Don Luke, who is chairman of QSuper and was the first CEO of Sunsuper in 1997, says QSuper came to the merger with a unique advantage – the strength of its relationship with Queensland public servants.
“We had our annual meeting recently and the average balance of the people attending was about $650,000 – that’s a very different membership base to Sunsuper,” he says.
Luke says a cut of the membership by age shows the striking demographic gap – 29 per cent of Sunsuper members are over the age of 45, while at QSuper that figure is 56 per cent.
The average balance in QSuper is $170,000, and the average in Sunsuper is a third of that, about $60,000.
Fraser and Luke were determined to deliver the 2 million members of the newly formed Australian Retirement Trust an immediate benefit from the merger.
All the QSuper account holders will benefit from a cut in their administration fee from 0.16 per cent to 0.15 per cent per annum. That fee currently caps at $900 a year, and will fall to $875.
The former Sunsuper members will get a weekly administration fee drop from $1.50 to $1.20. Some members who are part of corporate plans acquired by Sunsuper already pay $1.20 or less, so are unaffected.
Pressure on smaller funds
The fee cuts delivered by mega funds, which will be a feature of industry consolidation over the next decade, will increase the pressure on smaller super funds.
The mega super funds will have all the characteristics of conglomerates with the need for complex co-ordination of different operating tasks, as well as management of cash flows and diverse asset portfolios.
They will have to compete for new members with marketing campaigns, co-ordinate the administration of millions of members, manage a diverse array of assets and potentially get involved in the management of private businesses.
Fraser says marketing expenditure will be essential for super funds in a world where the flow of money is determined by the choices made by members rather than industry awards.
Increased exposure to unlisted assets
“If you believe choice and competition are inherent drivers of good outcomes, then marketing of super funds is the natural consequence, and for anyone to promote both of those as mutually exclusive I think is reasonably incoherent,” he says.
Also, mega funds will have to build the sort of reserves that are found at Australian Retirement Trust. It has total reserves of $1.2 billion, although this amount is segmented into a general reserve, an insurance reserve, an unallocated contribution reserve, and operational risk reserve.

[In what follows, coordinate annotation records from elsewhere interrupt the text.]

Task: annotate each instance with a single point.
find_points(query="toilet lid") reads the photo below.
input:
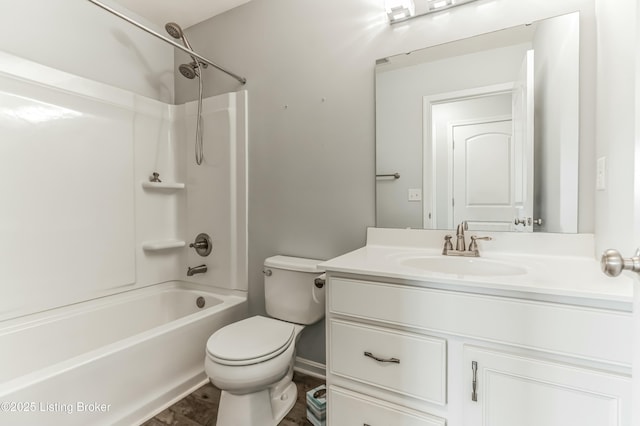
(250, 341)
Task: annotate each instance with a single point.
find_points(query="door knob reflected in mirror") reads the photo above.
(612, 263)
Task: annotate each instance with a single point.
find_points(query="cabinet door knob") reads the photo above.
(391, 360)
(612, 263)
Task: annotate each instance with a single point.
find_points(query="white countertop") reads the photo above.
(558, 276)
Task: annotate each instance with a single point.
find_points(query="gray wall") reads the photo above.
(311, 112)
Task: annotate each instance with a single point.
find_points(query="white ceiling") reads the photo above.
(183, 12)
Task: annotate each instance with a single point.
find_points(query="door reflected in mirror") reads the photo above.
(482, 130)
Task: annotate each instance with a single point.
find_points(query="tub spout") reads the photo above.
(200, 269)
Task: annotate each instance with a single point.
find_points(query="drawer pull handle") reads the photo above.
(392, 360)
(474, 381)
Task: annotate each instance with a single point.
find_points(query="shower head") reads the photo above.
(175, 31)
(189, 70)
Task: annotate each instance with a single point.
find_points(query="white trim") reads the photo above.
(310, 368)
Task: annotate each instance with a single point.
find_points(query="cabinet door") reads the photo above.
(516, 390)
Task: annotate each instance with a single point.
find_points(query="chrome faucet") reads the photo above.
(461, 244)
(200, 269)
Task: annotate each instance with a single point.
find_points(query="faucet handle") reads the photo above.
(474, 245)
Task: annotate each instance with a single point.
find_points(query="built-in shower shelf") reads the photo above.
(162, 245)
(163, 185)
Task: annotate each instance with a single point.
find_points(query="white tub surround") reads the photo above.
(87, 241)
(81, 219)
(531, 332)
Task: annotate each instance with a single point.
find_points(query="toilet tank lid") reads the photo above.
(294, 264)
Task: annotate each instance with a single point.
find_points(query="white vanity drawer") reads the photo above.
(348, 408)
(408, 364)
(582, 332)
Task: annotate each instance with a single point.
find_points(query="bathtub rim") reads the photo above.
(230, 299)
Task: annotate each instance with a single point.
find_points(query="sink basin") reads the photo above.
(463, 266)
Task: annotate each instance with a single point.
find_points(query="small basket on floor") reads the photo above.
(317, 405)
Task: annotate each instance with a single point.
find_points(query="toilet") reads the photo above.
(251, 361)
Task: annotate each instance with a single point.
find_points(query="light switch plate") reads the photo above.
(601, 174)
(415, 194)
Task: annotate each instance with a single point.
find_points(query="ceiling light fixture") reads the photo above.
(401, 10)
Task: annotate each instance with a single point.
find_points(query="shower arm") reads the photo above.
(166, 40)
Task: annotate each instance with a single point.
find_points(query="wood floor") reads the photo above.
(201, 407)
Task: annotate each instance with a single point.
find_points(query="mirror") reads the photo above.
(483, 130)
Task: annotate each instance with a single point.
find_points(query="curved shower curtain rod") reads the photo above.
(166, 40)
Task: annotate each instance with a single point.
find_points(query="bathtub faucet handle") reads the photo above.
(202, 244)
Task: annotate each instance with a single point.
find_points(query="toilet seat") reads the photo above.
(250, 341)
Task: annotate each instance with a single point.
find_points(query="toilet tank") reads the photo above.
(289, 289)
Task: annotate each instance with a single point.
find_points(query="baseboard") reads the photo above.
(310, 368)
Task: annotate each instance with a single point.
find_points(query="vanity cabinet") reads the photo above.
(409, 352)
(518, 390)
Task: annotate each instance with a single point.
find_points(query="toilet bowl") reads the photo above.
(251, 361)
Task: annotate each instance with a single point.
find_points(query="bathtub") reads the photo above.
(116, 360)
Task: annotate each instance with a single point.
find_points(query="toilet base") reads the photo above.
(264, 408)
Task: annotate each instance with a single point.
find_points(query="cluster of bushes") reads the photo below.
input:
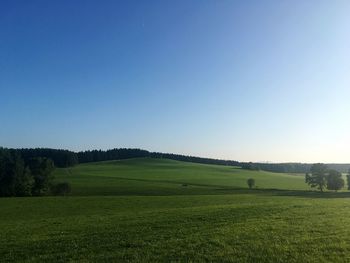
(123, 153)
(321, 177)
(25, 177)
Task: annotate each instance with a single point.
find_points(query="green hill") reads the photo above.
(147, 176)
(154, 210)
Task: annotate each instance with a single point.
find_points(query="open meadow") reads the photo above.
(156, 210)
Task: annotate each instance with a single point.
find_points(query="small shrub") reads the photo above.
(251, 183)
(61, 189)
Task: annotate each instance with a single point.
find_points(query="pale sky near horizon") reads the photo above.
(241, 80)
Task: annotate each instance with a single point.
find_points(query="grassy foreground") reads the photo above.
(142, 211)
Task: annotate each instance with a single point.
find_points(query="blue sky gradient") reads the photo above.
(244, 80)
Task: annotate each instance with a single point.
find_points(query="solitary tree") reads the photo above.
(251, 183)
(348, 179)
(318, 176)
(334, 180)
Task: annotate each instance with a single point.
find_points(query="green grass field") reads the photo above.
(153, 210)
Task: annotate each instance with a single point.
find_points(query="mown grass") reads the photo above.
(207, 221)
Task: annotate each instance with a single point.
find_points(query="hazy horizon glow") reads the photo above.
(241, 80)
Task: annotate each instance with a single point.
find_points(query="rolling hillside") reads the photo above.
(147, 176)
(155, 210)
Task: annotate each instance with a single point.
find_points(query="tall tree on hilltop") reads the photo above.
(318, 176)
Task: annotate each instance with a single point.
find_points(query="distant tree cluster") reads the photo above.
(24, 178)
(114, 154)
(193, 159)
(61, 158)
(124, 153)
(250, 166)
(321, 177)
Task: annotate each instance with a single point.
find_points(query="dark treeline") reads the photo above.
(123, 153)
(193, 159)
(19, 177)
(65, 158)
(61, 158)
(114, 154)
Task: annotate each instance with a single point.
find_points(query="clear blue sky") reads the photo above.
(244, 80)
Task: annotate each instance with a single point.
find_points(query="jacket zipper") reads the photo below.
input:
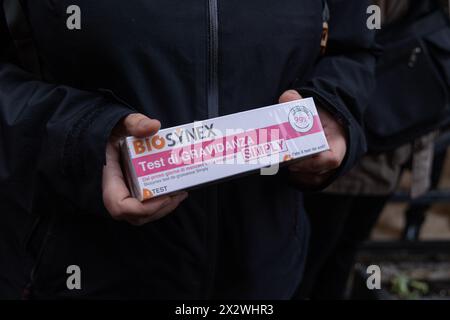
(213, 111)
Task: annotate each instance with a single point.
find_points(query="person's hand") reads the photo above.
(116, 196)
(314, 171)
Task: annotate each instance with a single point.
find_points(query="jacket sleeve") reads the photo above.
(343, 78)
(51, 136)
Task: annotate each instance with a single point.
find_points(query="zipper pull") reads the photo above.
(324, 40)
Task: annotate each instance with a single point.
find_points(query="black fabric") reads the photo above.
(153, 57)
(412, 95)
(339, 224)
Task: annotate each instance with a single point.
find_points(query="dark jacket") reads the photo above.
(241, 239)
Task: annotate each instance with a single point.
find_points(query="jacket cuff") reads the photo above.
(84, 154)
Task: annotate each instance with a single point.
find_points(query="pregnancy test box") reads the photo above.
(186, 156)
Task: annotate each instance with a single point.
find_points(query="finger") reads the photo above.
(290, 95)
(133, 208)
(138, 125)
(165, 210)
(319, 164)
(113, 182)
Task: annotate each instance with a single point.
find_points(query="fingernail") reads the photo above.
(143, 124)
(182, 196)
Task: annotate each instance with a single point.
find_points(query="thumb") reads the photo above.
(290, 95)
(137, 125)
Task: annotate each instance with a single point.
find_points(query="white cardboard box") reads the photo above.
(190, 155)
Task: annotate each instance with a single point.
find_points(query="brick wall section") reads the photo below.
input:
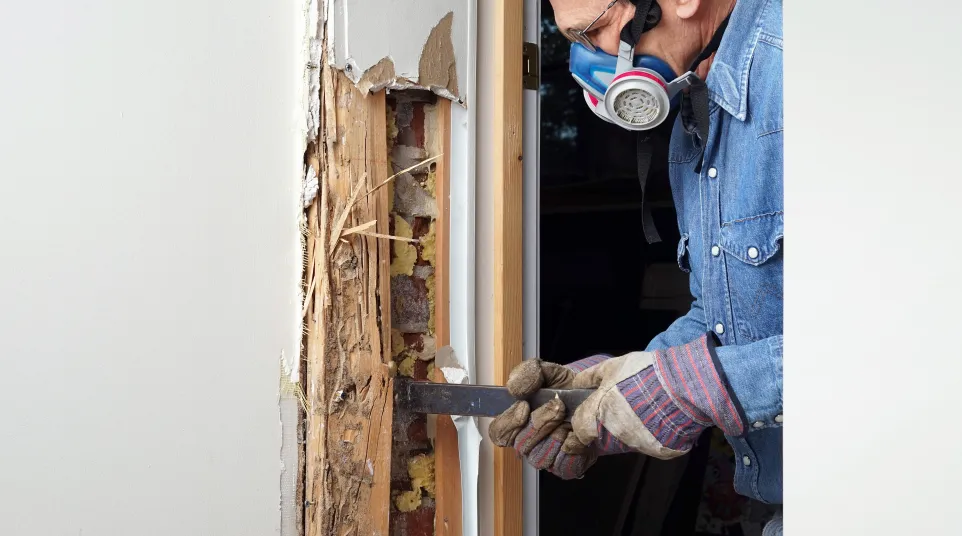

As funds strive for economies of scale to deliver their members lower investment fees and cheaper administration costs, they will have increasingly large exposures to unlisted assets, which do not have the same ease of price discovery as listed shares.
This will present unique challenges for trustees and chief investment officers, particularly when a major unlisted asset they own suddenly makes a call for, say, $500 million in capital.
Unlisted assets do not have constant price discovery and there is often no transparency about the valuation of unlisted assets except at the point of purchase. Funding the capital growth of private companies will require strict adherence to current valuations, and not book value.